The device-agnostic policy applies to smartphones, tablets, fitness trackers, smartwatches and all other applications with geolocation features.
The Defense Department on Monday issued an order barring all personnel from using geolocation services on their personal and government-issued devices in all “operational areas.” The policy, which applies to smartphones, tablets, fitness trackers, smartwatches and all other applications with geo location features, goes into effect immediately.
“The rapidly evolving market of devices, applications, and services with geolocation capabilities … presents significant risk to Department of Defense personnel both on- and off-duty, and to our military operations globally,” Deputy Defense Secretary Patrick Shanahan wrote Friday in a memo to top Pentagon brass.
“These geolocation capabilities can expose personal information, locations, routines and numbers of DoD personnel,” he said, which can create “unintended security consequences and increased risk to the joint force and mission.”
Under the new measure, combatant commanders in operational areas can make exceptions for certain government-issued devices based on “mission necessity.” They can also permit the use of geolocation services on personal devices after conducting a comprehensive operations security survey.

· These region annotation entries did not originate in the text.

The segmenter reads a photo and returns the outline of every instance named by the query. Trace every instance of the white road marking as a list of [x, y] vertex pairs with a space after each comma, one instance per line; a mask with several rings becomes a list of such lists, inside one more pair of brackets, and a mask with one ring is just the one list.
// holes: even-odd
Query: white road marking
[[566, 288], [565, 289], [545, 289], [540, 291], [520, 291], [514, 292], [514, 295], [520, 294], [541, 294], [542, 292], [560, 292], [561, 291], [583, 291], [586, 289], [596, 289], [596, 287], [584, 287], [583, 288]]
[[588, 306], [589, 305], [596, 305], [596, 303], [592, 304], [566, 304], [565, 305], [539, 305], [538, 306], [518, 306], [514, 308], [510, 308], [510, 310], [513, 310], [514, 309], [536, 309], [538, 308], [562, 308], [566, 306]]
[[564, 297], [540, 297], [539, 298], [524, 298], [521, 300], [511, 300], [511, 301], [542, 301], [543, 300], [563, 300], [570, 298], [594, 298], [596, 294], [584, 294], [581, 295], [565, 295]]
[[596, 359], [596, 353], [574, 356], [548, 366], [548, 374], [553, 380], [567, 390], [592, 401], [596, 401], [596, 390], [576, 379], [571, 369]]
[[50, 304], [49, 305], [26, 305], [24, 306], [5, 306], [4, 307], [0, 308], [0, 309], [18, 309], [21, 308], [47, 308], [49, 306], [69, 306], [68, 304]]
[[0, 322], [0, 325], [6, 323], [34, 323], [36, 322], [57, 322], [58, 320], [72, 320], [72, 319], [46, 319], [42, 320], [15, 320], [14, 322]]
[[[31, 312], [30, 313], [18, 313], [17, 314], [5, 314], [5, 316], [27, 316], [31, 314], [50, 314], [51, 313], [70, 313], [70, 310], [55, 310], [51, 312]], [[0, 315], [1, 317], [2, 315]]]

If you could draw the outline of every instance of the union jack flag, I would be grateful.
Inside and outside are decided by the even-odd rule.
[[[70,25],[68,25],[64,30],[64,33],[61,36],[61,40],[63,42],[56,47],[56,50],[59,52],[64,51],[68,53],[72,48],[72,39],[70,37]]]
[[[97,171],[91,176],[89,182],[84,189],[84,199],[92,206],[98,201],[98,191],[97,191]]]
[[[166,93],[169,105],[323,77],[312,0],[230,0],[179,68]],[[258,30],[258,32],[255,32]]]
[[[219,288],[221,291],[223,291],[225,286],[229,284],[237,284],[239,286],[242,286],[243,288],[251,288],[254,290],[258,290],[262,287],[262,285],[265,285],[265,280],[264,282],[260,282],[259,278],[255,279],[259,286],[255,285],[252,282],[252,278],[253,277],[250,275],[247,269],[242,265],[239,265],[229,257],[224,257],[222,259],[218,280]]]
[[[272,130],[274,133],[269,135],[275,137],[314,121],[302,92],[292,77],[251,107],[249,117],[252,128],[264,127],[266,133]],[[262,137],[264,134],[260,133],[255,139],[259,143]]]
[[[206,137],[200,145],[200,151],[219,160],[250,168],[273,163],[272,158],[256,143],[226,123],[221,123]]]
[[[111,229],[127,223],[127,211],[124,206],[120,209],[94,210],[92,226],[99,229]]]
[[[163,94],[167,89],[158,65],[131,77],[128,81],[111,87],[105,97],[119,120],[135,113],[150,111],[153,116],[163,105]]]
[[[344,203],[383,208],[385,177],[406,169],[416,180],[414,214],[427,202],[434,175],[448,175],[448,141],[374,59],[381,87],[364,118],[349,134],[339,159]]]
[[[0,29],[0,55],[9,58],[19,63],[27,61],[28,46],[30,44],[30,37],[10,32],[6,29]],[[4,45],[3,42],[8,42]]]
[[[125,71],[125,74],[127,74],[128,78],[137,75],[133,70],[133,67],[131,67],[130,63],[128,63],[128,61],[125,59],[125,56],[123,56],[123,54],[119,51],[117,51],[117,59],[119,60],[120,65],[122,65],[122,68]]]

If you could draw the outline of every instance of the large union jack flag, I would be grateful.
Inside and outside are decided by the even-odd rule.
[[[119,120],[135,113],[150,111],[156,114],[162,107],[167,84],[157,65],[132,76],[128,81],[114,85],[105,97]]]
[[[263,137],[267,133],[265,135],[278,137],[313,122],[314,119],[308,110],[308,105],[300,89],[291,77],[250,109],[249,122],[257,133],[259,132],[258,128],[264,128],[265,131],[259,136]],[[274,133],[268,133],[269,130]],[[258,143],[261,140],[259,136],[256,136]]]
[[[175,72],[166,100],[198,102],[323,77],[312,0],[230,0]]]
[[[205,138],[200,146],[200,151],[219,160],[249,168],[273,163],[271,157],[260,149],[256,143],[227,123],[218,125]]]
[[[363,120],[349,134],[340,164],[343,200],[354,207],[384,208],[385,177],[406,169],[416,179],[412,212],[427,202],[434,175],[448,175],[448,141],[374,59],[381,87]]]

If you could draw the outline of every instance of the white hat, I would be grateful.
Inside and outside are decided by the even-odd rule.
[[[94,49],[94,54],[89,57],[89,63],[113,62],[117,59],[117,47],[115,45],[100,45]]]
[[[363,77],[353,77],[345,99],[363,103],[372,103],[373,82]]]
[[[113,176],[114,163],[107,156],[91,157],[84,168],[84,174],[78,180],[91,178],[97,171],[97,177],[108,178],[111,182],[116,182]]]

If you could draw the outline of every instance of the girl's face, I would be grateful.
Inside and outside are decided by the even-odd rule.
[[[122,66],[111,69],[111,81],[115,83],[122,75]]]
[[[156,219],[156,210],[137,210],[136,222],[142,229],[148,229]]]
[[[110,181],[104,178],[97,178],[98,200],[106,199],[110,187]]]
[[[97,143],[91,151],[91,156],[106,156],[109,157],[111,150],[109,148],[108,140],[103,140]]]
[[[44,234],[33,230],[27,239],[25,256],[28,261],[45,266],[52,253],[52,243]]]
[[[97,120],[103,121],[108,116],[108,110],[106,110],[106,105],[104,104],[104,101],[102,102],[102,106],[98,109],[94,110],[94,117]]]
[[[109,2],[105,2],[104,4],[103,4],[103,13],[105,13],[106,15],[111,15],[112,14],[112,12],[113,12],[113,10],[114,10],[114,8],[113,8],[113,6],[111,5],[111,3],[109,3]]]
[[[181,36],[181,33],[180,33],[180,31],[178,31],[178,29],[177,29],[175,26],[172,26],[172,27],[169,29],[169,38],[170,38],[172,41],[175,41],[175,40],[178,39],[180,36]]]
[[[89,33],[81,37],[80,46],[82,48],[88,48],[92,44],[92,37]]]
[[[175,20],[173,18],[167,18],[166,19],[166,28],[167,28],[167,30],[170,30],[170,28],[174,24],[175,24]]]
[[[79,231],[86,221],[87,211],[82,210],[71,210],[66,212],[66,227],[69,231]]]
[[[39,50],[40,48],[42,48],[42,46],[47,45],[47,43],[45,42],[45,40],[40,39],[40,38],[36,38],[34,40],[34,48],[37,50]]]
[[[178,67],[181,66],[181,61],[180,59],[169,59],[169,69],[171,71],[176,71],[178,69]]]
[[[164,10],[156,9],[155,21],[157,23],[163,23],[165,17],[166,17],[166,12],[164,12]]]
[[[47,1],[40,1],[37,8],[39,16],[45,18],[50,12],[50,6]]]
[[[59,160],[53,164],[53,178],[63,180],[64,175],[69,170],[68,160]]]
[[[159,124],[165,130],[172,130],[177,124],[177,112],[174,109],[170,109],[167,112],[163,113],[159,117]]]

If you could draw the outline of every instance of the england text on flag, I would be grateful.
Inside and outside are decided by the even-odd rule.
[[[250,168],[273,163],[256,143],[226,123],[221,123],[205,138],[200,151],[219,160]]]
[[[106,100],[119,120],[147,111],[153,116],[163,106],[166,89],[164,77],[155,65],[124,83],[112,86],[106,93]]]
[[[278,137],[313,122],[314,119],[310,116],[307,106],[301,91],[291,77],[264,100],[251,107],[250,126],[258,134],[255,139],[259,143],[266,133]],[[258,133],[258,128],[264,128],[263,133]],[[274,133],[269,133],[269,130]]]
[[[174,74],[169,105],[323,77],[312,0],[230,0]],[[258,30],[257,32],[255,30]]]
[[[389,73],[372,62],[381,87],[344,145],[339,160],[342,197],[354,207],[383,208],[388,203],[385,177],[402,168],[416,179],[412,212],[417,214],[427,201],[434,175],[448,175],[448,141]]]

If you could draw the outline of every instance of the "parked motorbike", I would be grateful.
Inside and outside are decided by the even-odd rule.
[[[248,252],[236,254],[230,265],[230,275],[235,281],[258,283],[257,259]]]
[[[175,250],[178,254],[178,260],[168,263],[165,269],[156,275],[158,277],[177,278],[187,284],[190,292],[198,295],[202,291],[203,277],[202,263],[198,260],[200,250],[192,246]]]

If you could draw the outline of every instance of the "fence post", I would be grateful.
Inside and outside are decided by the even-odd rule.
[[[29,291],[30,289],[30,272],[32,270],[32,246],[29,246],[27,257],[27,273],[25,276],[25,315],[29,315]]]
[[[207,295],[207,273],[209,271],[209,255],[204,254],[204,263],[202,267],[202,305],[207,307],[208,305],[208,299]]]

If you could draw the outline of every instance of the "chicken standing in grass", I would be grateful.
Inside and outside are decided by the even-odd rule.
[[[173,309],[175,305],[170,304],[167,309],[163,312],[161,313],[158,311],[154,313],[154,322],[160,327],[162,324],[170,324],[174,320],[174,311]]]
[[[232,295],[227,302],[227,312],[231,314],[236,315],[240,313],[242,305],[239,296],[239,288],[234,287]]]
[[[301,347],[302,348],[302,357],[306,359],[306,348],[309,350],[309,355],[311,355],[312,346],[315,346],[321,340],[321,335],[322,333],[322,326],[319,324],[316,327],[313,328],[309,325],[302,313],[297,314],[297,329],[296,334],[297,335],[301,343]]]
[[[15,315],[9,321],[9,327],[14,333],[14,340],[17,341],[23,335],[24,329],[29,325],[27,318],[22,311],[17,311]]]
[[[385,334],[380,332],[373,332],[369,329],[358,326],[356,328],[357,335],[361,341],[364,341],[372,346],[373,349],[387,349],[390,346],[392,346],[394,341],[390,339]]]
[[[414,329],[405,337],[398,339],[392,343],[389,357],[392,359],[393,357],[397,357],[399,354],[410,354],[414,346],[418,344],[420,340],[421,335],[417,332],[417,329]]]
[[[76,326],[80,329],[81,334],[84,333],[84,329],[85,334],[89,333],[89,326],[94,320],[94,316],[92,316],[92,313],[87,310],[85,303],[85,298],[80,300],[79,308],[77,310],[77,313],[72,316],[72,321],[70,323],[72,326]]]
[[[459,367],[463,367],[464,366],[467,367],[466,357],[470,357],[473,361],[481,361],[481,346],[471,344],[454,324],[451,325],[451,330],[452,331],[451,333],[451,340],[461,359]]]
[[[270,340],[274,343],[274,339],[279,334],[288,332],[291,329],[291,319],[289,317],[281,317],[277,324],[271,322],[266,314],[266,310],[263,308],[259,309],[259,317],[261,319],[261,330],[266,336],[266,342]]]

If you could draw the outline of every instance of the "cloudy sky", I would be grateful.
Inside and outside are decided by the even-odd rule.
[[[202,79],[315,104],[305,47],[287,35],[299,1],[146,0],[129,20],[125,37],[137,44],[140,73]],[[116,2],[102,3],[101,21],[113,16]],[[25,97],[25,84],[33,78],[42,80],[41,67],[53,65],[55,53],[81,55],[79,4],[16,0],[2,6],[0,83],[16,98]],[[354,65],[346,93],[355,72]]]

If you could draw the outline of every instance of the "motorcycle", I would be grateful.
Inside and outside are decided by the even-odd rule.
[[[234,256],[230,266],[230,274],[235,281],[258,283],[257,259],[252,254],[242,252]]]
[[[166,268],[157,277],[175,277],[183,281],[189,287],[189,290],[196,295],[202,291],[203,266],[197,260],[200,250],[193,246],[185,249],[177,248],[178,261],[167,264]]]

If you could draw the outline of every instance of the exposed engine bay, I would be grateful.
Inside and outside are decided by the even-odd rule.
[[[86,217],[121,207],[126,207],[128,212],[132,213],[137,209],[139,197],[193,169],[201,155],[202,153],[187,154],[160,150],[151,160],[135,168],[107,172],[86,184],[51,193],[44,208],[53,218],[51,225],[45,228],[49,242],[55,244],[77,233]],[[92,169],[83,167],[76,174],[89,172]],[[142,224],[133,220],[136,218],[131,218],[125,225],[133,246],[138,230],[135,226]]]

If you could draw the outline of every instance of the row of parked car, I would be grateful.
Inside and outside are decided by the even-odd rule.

The Pentagon defines an operational area as “a location where military are operating for the purposes of a specific mission,” Pentagon spokesperson Maj. Audricia Harris told Tech This Out. Overseas military outposts, such as those used in the fight against ISIS, would fall under this umbrella, she said, but the Pentagon building would not.
Though the order doesn’t block geolocation services in non-operational areas, it requires officials to assess the risks of those features for on- and off-duty personnel and issue “rational” restrictions when they pose a threat to employees or operations.
“The goal of this policy is to focus more on the features instead of the devices,” Harris said, noting geolocation services are becoming almost ubiquitous as more products connect to the internet. “Next thing you know there might be contact [lenses] with the same capability, so we want to focus on the feature and not the actual medium.”
The measure is the Pentagon’s latest in a series of crackdowns on the use of electronic devices at military facilities.
In May, Shanahan issued a sweeping ban on personal and government-issued mobile devices in classified areas of the Pentagon, citing concerns over potential leaks of classified information. The ban doesn’t cover devices with negligible storage and transmission capabilities, like key fobs.
The Pentagon began reconsidering its mobile electronics policies after the fitness-tracking app Strava compiled user location data in a global heat map and inadvertently revealed the locations of multiple overseas military bases. The data dump also publicized the identities and locations of international aid workers, intelligence operatives and military personnel, raising security concerns among government officials.
“We’re always aware of the rapidly changing technological environment, so we’re always looking at our policies to make sure they’re up-to-date and that they continue to protect the integrity of our mission and our personnel,” Harris said.